Cheating on standardized tests: In their book Freakonomics, Levitt and Dubner (2009) describe alleged cheating among teachers in the Chicago public school system. Certain classrooms had suspiciously strong performances on standardized tests that often mysteriously declined the following year when a new teacher taught the same students. In about 5% of classrooms studied, Levitt and other researchers found blocks of correct answers, among most students, for the last few questions, an indication that the teacher had changed responses to difficult questions for most students. Let’s assume cheating in a given classroom if the overall standardized test score for the class showed a surprising change from one year to the next.

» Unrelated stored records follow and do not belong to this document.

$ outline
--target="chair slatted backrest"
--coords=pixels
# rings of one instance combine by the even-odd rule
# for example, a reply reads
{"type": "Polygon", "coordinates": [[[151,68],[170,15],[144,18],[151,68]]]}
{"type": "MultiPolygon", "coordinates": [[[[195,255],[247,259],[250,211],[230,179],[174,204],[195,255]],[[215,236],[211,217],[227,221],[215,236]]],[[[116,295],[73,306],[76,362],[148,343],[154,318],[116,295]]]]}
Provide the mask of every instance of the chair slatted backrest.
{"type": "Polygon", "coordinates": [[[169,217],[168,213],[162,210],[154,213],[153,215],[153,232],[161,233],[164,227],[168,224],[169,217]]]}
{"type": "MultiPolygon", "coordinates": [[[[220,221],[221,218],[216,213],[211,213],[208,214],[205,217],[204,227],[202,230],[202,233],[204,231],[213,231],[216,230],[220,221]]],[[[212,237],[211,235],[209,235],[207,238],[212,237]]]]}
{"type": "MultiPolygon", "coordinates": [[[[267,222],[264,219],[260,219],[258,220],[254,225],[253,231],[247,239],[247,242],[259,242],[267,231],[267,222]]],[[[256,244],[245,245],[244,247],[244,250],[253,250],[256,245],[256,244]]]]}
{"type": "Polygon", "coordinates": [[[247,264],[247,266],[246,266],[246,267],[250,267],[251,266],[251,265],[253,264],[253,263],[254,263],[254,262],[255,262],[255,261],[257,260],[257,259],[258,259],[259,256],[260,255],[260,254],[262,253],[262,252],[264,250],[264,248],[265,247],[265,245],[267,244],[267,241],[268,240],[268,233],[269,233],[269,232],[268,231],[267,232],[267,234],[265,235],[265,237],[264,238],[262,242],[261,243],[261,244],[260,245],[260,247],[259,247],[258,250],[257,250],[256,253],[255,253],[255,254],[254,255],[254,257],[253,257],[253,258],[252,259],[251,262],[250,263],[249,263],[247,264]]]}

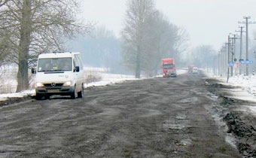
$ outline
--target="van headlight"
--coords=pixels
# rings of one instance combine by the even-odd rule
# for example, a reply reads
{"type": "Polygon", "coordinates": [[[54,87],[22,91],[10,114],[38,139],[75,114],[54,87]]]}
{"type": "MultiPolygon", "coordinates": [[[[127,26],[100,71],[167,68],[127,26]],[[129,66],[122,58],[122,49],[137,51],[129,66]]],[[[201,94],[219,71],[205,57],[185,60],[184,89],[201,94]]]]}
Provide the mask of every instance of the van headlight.
{"type": "Polygon", "coordinates": [[[37,82],[35,84],[36,87],[44,87],[44,84],[41,82],[37,82]]]}
{"type": "Polygon", "coordinates": [[[66,81],[64,83],[63,86],[71,86],[72,84],[72,81],[66,81]]]}

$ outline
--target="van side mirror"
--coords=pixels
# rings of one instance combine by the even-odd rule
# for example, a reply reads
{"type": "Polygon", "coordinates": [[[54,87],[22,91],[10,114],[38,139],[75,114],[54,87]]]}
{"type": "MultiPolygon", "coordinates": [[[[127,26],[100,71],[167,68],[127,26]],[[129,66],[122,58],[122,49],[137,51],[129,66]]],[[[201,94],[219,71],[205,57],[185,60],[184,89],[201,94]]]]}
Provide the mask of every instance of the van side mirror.
{"type": "Polygon", "coordinates": [[[35,68],[31,68],[31,73],[36,74],[36,69],[35,68]]]}
{"type": "Polygon", "coordinates": [[[75,66],[74,71],[75,72],[79,72],[79,71],[80,71],[79,66],[75,66]]]}

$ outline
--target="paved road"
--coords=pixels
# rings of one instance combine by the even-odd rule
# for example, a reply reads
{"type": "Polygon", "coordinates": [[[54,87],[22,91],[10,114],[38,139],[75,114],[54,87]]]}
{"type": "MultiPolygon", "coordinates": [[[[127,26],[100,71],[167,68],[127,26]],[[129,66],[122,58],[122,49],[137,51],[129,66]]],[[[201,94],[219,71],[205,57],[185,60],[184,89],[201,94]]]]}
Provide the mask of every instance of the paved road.
{"type": "Polygon", "coordinates": [[[0,108],[0,157],[240,157],[200,74],[0,108]]]}

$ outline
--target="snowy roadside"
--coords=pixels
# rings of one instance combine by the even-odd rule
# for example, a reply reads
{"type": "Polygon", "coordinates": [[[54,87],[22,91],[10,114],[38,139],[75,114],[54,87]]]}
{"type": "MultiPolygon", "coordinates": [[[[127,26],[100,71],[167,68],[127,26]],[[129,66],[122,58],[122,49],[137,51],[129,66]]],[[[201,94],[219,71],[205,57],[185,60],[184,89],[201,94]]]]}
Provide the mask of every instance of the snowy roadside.
{"type": "Polygon", "coordinates": [[[256,76],[236,75],[230,77],[227,83],[227,77],[214,76],[208,74],[209,77],[214,77],[222,84],[236,87],[230,91],[235,99],[256,102],[256,76]]]}

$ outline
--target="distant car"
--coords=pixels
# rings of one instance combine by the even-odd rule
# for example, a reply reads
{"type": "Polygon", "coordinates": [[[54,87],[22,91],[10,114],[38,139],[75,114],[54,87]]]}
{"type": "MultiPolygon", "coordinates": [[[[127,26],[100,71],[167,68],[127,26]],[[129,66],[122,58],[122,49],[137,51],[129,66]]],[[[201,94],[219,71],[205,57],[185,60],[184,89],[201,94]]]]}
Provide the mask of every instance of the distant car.
{"type": "Polygon", "coordinates": [[[192,73],[193,74],[197,74],[198,73],[198,68],[197,67],[194,67],[192,68],[192,73]]]}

  1. How are the researchers operationalizing the variable of cheating in this study? Is this a nominal, ordinal, or scale variable?

  2. Explain how researchers can use the z distribution to catch cheating teachers.

  3. How might a histogram or frequency polygon be useful to researchers who are trying to catch cheating teachers?

  4. If researchers falsely conclude that teachers are cheating, what kind of error would they be committing? Explain.